Trek Star Productions has bonds trading in the secondary market that mature in 14.00 years. Each bond pays an annual coupon of $102.75 with a face value of $1,000.00. Investors in Trek Star debt currently seek an 12.00% return.

To find the price that investors are willing to pay for the bonds issued by Trek Star Productions, we can use the formula for the present value of a bond, which consists of two components: the present value of the annual coupon payments and the present value of the face value at maturity.

The formula for the price of the bond (P) is given by:

\[ P = \sum_{t=1}^{n} \frac{C}{(1 + r)^t} + \frac{F}{(1 + r)^n} \]

where:

• \( C \) = annual coupon payment ($102.75)
• \( F \) = face value of the bond ($1,000.00)
• \( r \) = market interest rate (12.00% or 0.12)
• \( n \) = number of years to maturity (14.00 years)

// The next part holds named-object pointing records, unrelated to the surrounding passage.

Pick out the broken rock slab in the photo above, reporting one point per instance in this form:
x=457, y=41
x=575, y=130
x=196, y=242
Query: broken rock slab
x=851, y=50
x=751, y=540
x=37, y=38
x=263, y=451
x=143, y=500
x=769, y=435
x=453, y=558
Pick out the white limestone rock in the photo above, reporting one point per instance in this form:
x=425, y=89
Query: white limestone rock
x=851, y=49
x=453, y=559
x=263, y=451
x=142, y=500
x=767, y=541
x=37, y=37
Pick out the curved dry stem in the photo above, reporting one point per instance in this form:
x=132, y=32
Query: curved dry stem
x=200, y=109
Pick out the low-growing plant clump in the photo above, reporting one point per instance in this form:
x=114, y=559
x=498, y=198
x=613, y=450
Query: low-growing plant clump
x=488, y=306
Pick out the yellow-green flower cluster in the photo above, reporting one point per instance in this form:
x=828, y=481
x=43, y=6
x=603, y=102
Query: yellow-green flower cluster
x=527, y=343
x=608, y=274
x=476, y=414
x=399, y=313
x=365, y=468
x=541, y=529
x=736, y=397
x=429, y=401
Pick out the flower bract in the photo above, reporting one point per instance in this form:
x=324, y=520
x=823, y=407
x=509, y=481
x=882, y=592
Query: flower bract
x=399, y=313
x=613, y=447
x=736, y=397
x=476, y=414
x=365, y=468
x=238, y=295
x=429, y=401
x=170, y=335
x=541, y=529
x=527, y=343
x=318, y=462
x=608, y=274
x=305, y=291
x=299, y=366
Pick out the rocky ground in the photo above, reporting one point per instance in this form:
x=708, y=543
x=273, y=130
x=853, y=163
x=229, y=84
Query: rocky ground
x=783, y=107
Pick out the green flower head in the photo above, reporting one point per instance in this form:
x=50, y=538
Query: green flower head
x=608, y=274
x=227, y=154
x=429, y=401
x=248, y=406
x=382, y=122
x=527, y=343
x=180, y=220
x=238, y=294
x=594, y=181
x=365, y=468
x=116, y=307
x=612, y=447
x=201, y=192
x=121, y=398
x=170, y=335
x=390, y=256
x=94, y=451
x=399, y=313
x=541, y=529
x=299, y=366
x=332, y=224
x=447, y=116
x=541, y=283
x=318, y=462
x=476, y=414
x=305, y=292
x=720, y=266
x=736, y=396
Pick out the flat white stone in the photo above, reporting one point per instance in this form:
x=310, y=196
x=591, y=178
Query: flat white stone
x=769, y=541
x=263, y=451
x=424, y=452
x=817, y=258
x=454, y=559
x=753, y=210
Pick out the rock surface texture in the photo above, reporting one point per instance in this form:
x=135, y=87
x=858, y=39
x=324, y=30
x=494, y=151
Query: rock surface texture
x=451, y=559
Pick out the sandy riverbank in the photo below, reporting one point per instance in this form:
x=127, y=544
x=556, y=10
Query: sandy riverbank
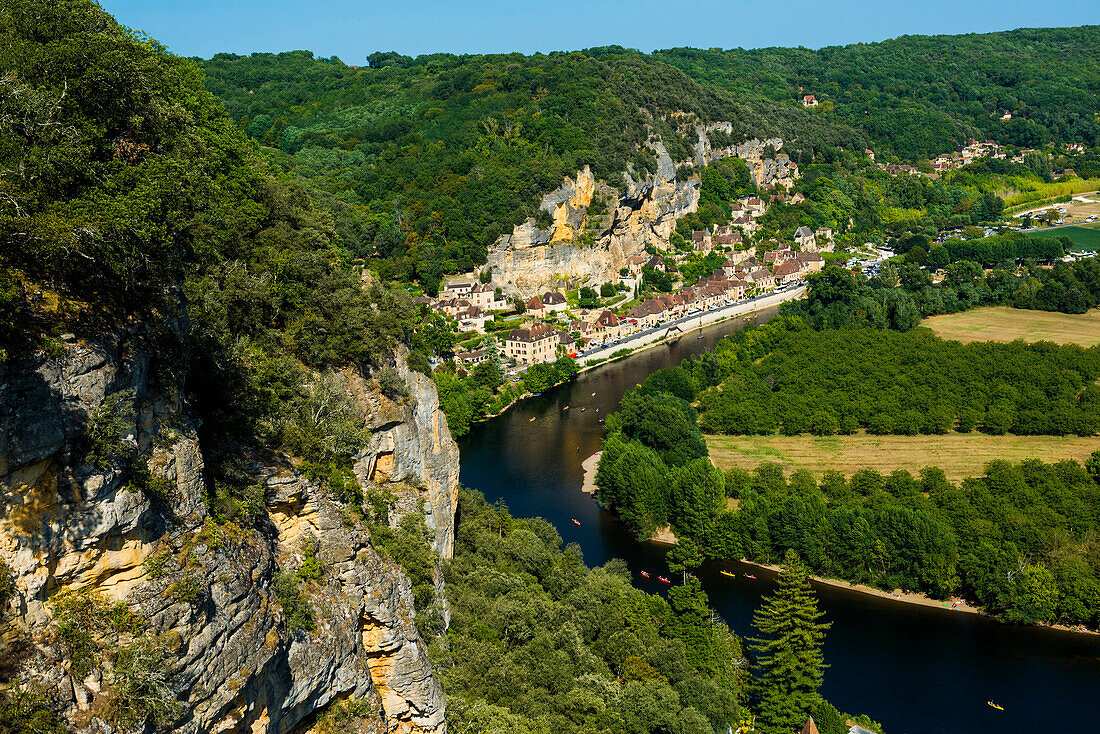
x=590, y=473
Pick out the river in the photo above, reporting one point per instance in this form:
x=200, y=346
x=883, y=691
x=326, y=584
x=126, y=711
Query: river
x=916, y=669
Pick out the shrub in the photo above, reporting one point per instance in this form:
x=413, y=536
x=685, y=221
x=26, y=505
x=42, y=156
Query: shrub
x=299, y=614
x=84, y=616
x=140, y=683
x=392, y=385
x=108, y=428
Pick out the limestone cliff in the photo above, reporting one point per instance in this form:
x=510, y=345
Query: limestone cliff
x=235, y=666
x=595, y=227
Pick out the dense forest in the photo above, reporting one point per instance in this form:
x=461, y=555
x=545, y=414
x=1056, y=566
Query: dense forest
x=424, y=162
x=919, y=96
x=539, y=643
x=798, y=380
x=1021, y=540
x=900, y=295
x=127, y=190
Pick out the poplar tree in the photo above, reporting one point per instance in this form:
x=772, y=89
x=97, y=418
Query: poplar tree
x=789, y=654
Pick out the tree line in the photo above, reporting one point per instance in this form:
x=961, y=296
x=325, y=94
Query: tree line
x=916, y=96
x=539, y=643
x=1020, y=540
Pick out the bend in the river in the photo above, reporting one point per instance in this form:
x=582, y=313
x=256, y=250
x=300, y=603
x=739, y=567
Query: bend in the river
x=916, y=669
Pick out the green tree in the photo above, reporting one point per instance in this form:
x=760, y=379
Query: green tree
x=789, y=665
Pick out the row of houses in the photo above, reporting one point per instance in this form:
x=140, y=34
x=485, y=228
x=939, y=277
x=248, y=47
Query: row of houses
x=966, y=154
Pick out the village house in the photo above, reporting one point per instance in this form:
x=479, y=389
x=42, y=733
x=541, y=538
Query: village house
x=762, y=280
x=452, y=306
x=565, y=341
x=804, y=237
x=657, y=263
x=756, y=206
x=471, y=358
x=537, y=342
x=634, y=263
x=647, y=313
x=746, y=222
x=780, y=254
x=472, y=319
x=535, y=307
x=788, y=271
x=553, y=303
x=701, y=240
x=484, y=296
x=458, y=286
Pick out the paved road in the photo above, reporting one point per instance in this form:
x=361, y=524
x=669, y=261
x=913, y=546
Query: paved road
x=650, y=335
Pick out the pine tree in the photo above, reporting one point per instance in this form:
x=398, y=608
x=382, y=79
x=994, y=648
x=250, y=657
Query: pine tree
x=789, y=655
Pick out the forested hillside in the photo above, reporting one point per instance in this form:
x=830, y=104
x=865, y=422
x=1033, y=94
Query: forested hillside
x=919, y=96
x=427, y=161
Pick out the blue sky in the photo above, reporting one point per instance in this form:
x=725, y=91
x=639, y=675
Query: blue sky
x=351, y=30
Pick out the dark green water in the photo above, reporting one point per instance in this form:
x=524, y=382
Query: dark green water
x=917, y=669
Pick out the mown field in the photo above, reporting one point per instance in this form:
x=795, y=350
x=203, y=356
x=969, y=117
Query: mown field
x=958, y=455
x=1005, y=324
x=1082, y=237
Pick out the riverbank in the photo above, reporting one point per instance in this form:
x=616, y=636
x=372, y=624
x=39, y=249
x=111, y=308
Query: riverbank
x=624, y=349
x=666, y=537
x=953, y=603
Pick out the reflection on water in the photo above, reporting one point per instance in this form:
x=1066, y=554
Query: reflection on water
x=916, y=669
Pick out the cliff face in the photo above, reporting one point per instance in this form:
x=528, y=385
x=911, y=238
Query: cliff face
x=234, y=664
x=591, y=248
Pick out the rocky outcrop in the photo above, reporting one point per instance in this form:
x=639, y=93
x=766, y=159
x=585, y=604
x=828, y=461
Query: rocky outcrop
x=586, y=244
x=209, y=589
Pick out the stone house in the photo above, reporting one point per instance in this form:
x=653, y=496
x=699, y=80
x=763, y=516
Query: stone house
x=804, y=237
x=553, y=302
x=534, y=343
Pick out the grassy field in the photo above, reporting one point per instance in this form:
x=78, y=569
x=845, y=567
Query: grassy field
x=1084, y=237
x=1004, y=324
x=958, y=455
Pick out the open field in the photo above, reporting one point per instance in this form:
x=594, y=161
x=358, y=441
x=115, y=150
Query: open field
x=958, y=455
x=1005, y=324
x=1084, y=237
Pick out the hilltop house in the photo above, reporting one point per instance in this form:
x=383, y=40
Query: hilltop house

Now, let's calculate it step by step.

Step 1: Calculate the present value of the coupon payments

The present value of the annual coupon payments \( C \) can be calculated using the present value of an annuity formula:

\[ PV_{\text{coupons}} = C \times \left(1 - (1 + r)^{-n}\right) / r \]

Substituting the values:

\[ PV_{\text{coupons}} = 102.75 \times \left(1 - (1 + 0.12)^{-14}\right) / 0.12 \]

Calculating \( (1 + 0.12)^{-14} \):

\[ (1.12)^{-14} \approx 0.2261 \]

Now, substitute this back into the formula:

\[ PV_{\text{coupons}} = 102.75 \times \left(1 - 0.2261\right)/0.12 \] \[ PV_{\text{coupons}} = 102.75 \times \left(0.7739\right)/0.12 \] \[ PV_{\text{coupons}} = 102.75 \times 6.4492 \approx 661.84 \]

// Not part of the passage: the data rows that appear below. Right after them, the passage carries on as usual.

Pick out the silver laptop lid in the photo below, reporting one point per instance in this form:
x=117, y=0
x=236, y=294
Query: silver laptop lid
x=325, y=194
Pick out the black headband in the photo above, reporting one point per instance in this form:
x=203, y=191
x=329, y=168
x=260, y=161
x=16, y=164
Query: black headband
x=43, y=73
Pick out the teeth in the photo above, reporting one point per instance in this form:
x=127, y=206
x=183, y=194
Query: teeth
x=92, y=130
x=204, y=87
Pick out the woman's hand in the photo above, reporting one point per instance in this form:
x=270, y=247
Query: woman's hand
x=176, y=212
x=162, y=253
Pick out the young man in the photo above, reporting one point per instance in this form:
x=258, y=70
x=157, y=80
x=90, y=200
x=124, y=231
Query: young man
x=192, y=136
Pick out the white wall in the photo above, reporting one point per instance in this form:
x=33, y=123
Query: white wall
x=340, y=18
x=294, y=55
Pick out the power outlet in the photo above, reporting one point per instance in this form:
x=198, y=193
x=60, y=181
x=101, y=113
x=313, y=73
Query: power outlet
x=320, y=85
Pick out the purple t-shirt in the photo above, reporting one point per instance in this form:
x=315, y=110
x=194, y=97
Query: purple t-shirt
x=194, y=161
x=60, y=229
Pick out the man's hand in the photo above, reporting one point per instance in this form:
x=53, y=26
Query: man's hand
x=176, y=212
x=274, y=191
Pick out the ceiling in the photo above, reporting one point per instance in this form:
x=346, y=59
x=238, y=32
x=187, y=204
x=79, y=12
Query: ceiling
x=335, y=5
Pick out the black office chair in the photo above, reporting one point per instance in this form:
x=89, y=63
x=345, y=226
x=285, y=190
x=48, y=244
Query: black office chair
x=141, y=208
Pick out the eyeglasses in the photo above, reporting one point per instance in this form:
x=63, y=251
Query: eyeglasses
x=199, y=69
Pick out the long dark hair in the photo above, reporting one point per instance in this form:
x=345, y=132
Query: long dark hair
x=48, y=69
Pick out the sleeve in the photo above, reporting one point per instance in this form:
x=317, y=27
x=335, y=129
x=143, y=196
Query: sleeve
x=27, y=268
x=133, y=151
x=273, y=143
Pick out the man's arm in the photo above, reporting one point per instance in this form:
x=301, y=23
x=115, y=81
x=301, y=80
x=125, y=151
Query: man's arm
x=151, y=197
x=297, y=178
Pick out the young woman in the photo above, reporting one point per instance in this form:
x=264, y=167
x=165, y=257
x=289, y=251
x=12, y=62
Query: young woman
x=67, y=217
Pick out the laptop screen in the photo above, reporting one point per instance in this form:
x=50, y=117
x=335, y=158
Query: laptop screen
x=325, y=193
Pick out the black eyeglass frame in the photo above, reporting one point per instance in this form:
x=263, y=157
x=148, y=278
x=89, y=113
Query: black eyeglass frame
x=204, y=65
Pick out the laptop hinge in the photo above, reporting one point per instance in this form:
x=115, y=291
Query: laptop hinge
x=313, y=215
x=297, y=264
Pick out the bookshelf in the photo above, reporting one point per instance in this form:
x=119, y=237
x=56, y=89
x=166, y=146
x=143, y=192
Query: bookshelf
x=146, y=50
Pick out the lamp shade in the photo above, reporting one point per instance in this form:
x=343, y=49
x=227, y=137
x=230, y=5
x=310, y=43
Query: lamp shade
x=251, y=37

Step 2: Calculate the present value of the face value

The present value of the face value \( F \) is calculated as follows:

\[ PV_{\text{face value}} = \frac{F}{(1 + r)^n} \] \[ PV_{\text{face value}} = \frac{1000}{(1 + 0.12)^{14}} \]

Calculating \( (1.12)^{14} \):

\[ (1.12)^{14} \approx 4.0588 \]

Now substitute back into the formula:

\[ PV_{\text{face value}} = \frac{1000}{4.0588} \approx 246.86 \]

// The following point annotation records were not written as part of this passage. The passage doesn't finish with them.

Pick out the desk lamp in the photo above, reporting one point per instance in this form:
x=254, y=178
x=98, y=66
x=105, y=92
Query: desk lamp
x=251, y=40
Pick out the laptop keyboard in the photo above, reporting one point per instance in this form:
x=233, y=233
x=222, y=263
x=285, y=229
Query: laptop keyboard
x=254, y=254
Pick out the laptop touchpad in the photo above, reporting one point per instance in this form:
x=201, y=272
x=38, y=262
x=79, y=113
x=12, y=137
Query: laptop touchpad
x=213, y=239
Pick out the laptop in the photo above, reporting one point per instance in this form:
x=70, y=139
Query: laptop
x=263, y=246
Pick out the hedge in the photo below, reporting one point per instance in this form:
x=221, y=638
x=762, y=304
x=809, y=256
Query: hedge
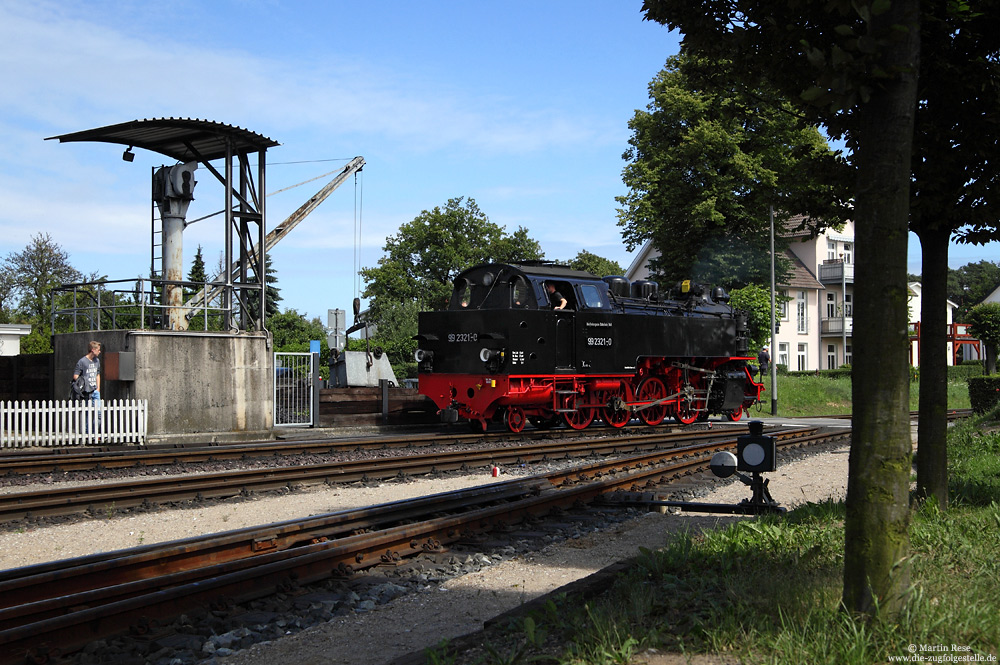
x=984, y=392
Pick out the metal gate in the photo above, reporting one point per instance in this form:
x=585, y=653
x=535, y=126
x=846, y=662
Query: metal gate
x=294, y=386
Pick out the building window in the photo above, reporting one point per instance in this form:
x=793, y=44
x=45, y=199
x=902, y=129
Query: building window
x=801, y=320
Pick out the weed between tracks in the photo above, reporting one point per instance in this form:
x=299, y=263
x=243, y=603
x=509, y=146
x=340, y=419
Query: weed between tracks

Step 3: Add the present values to get the price of the bond

Now, we can sum the present values of the coupon payments and the face value:

\[ P = PV_{\text{coupons}} + PV_{\text{face value}} \] \[ P \approx 661.84 + 246.86 \approx 908.70 \]

Thus, the price that investors are willing to pay for the bonds from Trek Star Productions is approximately $908.70.

what values do i enter for N, i/y, PV, PMT, and FV to solve n a finance calculator?

To enter the values for a bond pricing calculation on a financial calculator, you need to identify what each of the variables represents and align them with the bond's characteristics. Here's how to configure the inputs for a standard financial calculator:

1. N (Number of Periods): This is the number of years until the bond matures. In your case, this is 14 years.

2. I/Y (Interest Rate per Year): This is the annual yield or return that investors are seeking. In your case, this is 12% (enter as 12).

3. PV (Present Value): This is the current price of the bond. Since you're trying to find the price, you will calculate it, but you can leave this blank or enter it later if you're using the calculator iteratively.

4. PMT (Payment): This represents the annual coupon payment. In your case, this is $102.75.

5. FV (Future Value): This is the face value of the bond that will be received at maturity. In your case, this is $1,000.

Now, to summarize:

• N = 14
• I/Y = 12
• PV = ? (you'll calculate this)
• PMT = 102.75
• FV = 1000

Using these inputs, you would typically solve for the PV (present value) using the bond pricing functionality on your finance calculator. The calculator should return the price of the bond, which you expect to be around $908.70, as calculated earlier.